I'm writing this carefully because I often have a difficult time
properly convincing people that the Unix way is correct. To further
make the point, let me share an illustrative example of someone using
the Unix way, but doing it wrong. Using zip
would have been even
more wrong, but take a look at this archive.
$ tar -tvzf chembl.tar.gz
0 2016-11-14 06:23 chembl/
9044737177 2016-11-14 04:09 chembl/chembl.sql
1001 2016-11-14 06:23 chembl/INSTALL
It's ok. It's a normal gzip
compressed tar
archive. It's ok but it
could be better. The problem is that there are two files, one tiny and
one huge. Both are compressed with the archive. If I want to read the
tiny INSTALL
file, I will have to unpack the entire archive
including the 9GB file.
The correct way would have been to have it set up like this.
$ tar -tvf chembl.tar
0 2016-11-14 06:23 chembl/
2030884202 2016-11-14 04:09 chembl/chembl.sql.gz
1001 2016-11-14 06:23 chembl/INSTALL
Packaged like this, the tiny file doesn't even get compressed. Why
should it be? Now when I extract the tar
archive I'll wind up with a
2GB file and the INSTALL
file which I can then read. The files
extracted from the archive will be about the same size as the archive.
This kind of fine control can be very helpful when you're pushing the
limits of your hardware or piping large file trees between various
processes and tunnelling them to various hosts. Obviously if you're
creating an archive for linear storage as on a back up tape, tar is
ideal; its name comes from "tape archive".
I also feel that zip
has aesthetic flaws. Sure, normal people with
their little normal files just open a magical file manager window of
the zip
archive and they muddle through simple things fine. On such
non-explicit systems I sometimes get confused about whether it really
is unpacked or it just could be unpacked or what the heck is really
going on. In fact even in Unix command line mode this is annoying. You
can see what a zip
archive contains with unzip -l
and the special
zipinfo
command but I don't think that zip
proper, the main
command, actually has a flag to just dump the archive's contents (it's
not -l
which is inconsistently --to-crlf
).
Obviously you need to know how to handle zip
files. They aren't
going away.

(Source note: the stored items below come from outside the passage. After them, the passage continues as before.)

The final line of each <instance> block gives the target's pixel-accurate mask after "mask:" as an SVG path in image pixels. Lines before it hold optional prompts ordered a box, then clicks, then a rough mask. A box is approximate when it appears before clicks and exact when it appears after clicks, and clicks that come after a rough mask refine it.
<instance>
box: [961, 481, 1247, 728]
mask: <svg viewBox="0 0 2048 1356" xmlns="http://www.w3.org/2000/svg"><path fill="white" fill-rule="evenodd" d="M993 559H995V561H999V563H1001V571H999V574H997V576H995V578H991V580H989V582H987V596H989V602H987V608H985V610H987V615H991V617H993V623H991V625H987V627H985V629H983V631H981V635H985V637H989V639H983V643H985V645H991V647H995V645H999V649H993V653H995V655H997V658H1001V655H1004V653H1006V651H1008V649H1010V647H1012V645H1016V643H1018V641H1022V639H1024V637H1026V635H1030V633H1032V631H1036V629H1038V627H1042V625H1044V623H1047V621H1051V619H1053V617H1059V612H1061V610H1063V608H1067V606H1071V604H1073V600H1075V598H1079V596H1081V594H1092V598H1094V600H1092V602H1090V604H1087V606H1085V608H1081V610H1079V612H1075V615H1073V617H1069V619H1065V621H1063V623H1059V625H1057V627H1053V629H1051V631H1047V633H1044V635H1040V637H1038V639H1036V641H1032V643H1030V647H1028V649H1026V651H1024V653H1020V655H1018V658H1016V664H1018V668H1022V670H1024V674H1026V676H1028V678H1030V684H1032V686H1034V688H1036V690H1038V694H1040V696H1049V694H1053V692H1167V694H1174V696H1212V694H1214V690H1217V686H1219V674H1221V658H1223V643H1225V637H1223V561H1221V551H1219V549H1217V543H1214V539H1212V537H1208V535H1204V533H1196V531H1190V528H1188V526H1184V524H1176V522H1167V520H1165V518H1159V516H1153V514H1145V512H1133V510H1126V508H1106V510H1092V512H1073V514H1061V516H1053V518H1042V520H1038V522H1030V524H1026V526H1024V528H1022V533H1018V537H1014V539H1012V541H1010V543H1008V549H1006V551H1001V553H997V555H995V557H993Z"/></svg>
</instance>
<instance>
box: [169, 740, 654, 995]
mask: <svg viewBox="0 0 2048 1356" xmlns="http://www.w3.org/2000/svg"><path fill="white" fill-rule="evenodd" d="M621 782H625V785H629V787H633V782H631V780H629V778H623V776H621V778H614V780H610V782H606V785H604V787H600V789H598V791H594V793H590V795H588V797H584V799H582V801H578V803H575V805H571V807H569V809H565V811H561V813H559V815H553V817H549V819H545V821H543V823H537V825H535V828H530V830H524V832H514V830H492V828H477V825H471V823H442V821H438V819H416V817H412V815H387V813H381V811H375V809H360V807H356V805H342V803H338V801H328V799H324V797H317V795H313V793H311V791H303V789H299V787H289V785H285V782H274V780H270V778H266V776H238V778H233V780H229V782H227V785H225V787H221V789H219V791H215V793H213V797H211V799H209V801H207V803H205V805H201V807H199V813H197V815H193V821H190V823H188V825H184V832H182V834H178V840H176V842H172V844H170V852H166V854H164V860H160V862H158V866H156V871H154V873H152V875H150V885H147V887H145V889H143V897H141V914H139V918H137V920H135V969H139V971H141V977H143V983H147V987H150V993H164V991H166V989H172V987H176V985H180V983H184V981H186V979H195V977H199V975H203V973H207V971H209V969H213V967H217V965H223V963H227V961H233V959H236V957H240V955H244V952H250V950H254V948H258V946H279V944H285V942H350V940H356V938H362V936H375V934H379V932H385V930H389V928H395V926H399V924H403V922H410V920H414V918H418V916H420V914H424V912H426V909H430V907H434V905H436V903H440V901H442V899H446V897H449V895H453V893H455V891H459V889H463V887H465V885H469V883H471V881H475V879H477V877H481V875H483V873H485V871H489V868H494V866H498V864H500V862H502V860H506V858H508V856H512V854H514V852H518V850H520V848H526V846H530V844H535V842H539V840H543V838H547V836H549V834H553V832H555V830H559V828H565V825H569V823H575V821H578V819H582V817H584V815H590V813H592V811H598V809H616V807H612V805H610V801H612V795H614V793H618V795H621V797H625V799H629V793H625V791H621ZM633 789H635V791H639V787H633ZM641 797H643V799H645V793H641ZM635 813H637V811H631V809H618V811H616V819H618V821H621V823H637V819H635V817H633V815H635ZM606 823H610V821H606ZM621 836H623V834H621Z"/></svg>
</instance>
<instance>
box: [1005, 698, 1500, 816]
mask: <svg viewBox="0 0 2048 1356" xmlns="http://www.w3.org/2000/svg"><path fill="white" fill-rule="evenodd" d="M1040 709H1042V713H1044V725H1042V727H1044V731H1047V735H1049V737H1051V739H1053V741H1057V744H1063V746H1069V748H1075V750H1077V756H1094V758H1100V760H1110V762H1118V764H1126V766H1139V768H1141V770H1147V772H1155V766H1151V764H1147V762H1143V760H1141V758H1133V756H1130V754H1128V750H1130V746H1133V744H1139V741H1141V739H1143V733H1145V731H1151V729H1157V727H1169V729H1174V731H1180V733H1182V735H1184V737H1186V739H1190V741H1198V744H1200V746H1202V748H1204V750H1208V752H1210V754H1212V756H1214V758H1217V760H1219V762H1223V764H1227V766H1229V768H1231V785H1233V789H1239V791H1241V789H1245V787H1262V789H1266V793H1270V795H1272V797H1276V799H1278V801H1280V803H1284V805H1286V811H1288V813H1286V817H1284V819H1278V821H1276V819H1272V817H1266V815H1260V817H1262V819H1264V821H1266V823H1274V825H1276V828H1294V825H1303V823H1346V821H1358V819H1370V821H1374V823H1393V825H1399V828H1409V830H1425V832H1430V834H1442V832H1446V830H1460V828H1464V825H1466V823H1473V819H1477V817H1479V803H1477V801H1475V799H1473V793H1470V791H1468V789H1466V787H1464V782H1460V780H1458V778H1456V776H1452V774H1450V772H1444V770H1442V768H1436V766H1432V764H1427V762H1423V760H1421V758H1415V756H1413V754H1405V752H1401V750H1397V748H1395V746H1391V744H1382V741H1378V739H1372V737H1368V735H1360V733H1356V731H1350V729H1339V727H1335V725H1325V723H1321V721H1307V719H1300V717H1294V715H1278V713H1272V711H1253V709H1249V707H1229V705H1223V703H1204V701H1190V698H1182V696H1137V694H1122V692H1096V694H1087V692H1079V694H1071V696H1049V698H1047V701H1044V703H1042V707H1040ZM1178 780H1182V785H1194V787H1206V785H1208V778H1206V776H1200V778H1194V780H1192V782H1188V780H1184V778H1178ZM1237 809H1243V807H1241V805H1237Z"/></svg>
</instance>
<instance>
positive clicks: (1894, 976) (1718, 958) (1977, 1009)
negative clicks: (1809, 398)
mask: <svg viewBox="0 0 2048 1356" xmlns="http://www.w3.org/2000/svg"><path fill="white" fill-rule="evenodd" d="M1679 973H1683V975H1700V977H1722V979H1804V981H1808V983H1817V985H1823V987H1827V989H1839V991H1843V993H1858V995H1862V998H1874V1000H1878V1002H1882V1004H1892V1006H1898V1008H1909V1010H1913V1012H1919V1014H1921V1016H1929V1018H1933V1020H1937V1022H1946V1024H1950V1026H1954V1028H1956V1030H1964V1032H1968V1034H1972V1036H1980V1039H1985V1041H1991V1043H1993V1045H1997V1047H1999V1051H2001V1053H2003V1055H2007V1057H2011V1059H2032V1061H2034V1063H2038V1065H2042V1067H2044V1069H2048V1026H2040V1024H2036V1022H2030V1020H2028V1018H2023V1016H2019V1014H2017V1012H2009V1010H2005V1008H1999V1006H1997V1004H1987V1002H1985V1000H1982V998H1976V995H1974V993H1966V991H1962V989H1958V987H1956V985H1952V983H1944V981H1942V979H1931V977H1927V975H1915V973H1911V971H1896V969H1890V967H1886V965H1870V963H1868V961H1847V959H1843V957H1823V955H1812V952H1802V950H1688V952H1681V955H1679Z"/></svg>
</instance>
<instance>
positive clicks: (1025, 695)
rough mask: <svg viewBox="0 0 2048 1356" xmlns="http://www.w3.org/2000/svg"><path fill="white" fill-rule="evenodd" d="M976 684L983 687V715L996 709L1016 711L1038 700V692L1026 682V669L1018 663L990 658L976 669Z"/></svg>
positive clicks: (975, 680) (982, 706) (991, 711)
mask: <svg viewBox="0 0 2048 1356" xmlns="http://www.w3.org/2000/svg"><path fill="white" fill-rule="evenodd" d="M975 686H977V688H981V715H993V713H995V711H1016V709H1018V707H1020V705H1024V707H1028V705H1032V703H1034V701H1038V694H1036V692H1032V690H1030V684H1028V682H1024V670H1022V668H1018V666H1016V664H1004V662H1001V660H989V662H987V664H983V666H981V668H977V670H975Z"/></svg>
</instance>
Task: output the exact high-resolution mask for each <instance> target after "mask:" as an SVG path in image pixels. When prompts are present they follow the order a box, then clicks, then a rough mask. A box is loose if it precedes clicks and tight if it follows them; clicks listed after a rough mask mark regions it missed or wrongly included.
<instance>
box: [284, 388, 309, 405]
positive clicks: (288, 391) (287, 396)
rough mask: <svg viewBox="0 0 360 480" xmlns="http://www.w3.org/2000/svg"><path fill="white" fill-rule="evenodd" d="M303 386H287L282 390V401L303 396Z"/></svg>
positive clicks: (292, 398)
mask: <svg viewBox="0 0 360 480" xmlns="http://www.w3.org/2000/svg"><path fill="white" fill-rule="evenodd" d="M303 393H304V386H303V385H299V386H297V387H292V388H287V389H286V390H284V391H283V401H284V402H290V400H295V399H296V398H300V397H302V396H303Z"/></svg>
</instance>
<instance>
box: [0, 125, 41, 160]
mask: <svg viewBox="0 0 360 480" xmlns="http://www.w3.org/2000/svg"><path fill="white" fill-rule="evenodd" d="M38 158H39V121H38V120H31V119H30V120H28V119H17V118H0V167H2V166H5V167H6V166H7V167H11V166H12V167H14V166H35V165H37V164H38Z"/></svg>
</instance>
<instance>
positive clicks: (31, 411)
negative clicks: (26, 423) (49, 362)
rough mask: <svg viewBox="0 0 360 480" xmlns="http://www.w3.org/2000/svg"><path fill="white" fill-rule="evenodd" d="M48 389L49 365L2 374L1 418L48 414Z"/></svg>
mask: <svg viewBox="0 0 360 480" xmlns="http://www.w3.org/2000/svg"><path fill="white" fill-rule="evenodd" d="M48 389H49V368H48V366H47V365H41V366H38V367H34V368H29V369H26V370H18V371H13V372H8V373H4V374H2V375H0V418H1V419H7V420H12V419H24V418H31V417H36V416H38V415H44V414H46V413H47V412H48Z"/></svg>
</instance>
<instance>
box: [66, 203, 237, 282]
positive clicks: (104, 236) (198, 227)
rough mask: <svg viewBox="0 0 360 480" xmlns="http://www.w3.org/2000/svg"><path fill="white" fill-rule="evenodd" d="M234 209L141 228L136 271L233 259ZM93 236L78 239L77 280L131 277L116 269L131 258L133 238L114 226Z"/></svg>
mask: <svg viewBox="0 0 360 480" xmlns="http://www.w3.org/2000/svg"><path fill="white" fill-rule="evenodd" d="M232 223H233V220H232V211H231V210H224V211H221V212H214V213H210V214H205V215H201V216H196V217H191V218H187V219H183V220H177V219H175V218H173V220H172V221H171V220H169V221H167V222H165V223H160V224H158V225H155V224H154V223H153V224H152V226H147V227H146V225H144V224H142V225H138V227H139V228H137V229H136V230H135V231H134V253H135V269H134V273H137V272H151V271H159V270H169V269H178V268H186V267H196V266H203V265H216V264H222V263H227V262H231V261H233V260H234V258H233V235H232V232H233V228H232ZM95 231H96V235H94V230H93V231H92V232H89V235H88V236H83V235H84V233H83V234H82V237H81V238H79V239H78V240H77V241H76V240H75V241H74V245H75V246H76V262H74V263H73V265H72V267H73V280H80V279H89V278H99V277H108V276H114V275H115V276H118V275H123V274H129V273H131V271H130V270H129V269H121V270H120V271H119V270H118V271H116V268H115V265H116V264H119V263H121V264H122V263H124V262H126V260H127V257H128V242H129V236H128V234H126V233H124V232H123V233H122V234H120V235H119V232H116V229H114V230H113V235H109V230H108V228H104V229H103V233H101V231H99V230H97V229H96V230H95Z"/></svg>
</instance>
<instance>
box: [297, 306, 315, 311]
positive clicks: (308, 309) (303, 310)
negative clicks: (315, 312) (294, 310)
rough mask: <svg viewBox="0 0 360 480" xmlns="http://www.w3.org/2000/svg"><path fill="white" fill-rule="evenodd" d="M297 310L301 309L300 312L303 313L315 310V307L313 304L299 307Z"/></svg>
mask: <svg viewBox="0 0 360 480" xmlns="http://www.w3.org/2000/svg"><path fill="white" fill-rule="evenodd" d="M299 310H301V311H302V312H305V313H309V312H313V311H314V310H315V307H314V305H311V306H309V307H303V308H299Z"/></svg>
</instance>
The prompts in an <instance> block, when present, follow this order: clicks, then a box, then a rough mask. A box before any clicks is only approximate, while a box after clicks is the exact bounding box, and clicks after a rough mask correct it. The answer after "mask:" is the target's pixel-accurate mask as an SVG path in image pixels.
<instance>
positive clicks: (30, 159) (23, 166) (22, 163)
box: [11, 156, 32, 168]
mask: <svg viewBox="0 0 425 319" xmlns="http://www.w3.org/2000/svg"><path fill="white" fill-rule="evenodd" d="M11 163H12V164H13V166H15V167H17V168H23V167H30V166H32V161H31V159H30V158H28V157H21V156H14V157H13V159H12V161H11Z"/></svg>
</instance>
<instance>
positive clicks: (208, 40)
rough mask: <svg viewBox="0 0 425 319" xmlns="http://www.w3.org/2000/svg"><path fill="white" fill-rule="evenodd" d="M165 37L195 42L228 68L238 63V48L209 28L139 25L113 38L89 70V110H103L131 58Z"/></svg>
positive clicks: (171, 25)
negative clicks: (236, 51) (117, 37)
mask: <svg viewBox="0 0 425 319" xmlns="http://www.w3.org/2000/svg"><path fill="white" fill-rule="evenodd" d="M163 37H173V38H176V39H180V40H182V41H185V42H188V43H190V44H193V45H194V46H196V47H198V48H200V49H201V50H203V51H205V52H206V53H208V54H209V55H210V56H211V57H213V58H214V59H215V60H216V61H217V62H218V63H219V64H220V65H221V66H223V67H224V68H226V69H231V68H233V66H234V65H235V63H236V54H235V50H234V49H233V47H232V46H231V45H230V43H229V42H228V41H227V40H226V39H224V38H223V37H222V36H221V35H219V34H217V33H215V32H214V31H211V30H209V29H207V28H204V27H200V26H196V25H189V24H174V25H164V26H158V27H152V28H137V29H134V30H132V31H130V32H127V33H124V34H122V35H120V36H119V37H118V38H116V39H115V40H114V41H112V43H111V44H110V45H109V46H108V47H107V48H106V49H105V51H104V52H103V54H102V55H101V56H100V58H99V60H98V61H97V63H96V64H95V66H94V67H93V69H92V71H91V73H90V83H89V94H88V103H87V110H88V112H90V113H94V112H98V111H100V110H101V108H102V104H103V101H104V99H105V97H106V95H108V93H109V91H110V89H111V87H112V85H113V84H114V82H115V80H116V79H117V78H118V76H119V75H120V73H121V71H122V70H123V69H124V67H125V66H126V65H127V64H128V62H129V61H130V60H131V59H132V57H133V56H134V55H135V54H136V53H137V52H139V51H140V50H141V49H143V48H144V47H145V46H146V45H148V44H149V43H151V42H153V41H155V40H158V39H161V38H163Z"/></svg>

Indeed, those master turd polishers known as Java
programmers have something called jar
(Java archive) as their main
software distribution format and it is actually exactly a zip
file
with some proscribed contents. But please, if you're going to package
and/or compress and/or encrypt some files, please consider doing it
properly.
UPDATE 2022-04-22 You know what's worse than a zip file? A zip file made on a Mac. The reason is that Macs like to litter your file system with all kinds of useless garbage. To show exactly what the problem is I will show exactly how to fix it. If you receive a zip file from a Mac person, try making a copy of it (just in case) and running the following commands (where ZF is the name of the zip file).
zip $ZF -d "__MACOSX/*" || zip $ZF -d "*/.DS_Store"
That should remove a lot of Mac file system trash right out of the zip
archive. Unfortunately, it doesn't always get it all. To get it all
you have to hunt it down (unzip -l $ZF
) or unpack it and delete the
results. This seemed more effective in my tests.
mkdir junk ; cd junk ; unzip $ZF
rm -rv __MACOSX ; find . -iname "*DS_Store*" -exec rm -v '{}' \
Obviously when deleting things, test it before you go all in.